As a writer I love to discover new worlds to describe and fill with real people that will continue to exist in my mind for months, if not years to come. The sense of all those images flowing from your imagination through your fingers to the page is indescribable. The setting and story begin with a nebulous shape that slowly shifts to become more structured. Perhaps you are envisioning a new land and need to create a map with all the landmarks, towns, and waterways. Or you may need to create the sigil for your clansmen. With all the research you could possibly want at your fingertips in this modern age of the miracle of the internet, you have no fear of not finding something that will set your muse free.

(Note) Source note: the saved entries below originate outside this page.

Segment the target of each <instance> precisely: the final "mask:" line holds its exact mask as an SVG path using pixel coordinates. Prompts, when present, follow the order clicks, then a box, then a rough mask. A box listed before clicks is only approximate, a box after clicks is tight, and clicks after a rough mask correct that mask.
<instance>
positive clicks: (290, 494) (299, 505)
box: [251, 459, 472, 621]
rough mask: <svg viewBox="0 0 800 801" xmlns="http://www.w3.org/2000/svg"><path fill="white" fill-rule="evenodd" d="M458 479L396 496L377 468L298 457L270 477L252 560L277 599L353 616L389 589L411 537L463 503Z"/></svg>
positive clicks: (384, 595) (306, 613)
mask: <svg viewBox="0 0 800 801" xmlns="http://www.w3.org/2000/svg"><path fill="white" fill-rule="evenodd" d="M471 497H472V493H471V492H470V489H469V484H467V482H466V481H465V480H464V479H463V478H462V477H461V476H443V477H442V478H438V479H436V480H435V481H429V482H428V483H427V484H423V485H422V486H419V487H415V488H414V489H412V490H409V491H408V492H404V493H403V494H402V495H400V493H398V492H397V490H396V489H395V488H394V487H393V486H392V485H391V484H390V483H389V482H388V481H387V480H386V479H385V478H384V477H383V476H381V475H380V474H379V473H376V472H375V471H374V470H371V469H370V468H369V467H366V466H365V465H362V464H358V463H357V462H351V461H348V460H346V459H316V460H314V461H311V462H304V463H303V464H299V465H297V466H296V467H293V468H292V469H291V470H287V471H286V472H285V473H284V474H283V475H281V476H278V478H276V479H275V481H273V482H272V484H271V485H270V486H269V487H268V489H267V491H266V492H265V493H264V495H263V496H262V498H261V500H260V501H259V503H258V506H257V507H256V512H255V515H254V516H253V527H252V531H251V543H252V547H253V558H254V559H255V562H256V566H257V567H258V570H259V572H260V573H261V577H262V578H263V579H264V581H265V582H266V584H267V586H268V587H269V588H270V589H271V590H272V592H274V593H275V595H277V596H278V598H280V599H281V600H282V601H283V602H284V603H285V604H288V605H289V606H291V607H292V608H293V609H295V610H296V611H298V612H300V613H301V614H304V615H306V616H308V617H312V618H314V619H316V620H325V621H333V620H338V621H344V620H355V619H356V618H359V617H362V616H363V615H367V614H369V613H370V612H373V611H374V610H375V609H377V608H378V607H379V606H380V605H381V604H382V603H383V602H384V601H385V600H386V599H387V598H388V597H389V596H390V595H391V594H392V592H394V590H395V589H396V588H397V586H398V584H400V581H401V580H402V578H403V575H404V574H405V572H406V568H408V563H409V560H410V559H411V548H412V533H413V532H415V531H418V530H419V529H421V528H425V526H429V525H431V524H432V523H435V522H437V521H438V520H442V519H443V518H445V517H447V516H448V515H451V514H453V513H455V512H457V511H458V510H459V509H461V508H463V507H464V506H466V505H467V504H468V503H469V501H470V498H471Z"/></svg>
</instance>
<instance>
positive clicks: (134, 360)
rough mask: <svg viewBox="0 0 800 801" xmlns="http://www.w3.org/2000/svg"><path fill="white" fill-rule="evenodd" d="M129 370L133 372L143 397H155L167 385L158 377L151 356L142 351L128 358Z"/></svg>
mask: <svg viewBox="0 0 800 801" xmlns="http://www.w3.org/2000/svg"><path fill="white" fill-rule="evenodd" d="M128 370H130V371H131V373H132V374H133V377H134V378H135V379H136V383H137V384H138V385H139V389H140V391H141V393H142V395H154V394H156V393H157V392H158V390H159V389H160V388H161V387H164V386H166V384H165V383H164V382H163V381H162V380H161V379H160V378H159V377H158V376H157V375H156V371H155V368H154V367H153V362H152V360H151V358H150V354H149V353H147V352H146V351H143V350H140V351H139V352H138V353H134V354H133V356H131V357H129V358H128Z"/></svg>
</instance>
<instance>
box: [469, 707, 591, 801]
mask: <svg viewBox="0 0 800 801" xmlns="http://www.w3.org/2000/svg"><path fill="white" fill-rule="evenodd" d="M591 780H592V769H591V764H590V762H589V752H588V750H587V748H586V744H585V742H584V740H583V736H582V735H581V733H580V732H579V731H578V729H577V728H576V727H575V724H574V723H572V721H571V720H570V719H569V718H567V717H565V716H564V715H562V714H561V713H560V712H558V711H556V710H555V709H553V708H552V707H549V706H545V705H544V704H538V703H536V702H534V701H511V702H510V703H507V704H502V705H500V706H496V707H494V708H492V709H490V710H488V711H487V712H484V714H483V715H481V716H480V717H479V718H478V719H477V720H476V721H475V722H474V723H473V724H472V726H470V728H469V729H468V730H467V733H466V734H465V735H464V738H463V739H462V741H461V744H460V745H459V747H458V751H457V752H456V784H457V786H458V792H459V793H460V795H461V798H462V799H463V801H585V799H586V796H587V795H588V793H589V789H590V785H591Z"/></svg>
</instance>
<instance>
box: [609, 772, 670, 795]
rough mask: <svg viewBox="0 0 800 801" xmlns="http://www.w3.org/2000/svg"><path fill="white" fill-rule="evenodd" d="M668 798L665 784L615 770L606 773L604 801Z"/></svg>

While working on Dragonfire I’m finding keeping a detailed map of the land (island) I’m writing about most helpful. I print a few of them at various stages and add new information as needed. Not till the end of the book will this map be completed, but I need to keep a record along the way. I’m also collecting ideas for sigil for each of my Houses (families) in the novel. Another useful resource is a glossary of medieval words and phrases. I must say it does take some practice to get used to their lexicon!
Watching certain programs on TV can be helpful in mastering the lingo or dialogue. I particularly have found Deadwood and Game of Thrones useful in that regard. A different cadence of words and sentence structure can make your world building so much more believable.
And of course, read, read, read. The write, write, write. It’s said it takes 10,000 words to master a new skill. Writing is no different and deserves the best you have to offer it. Happy writing!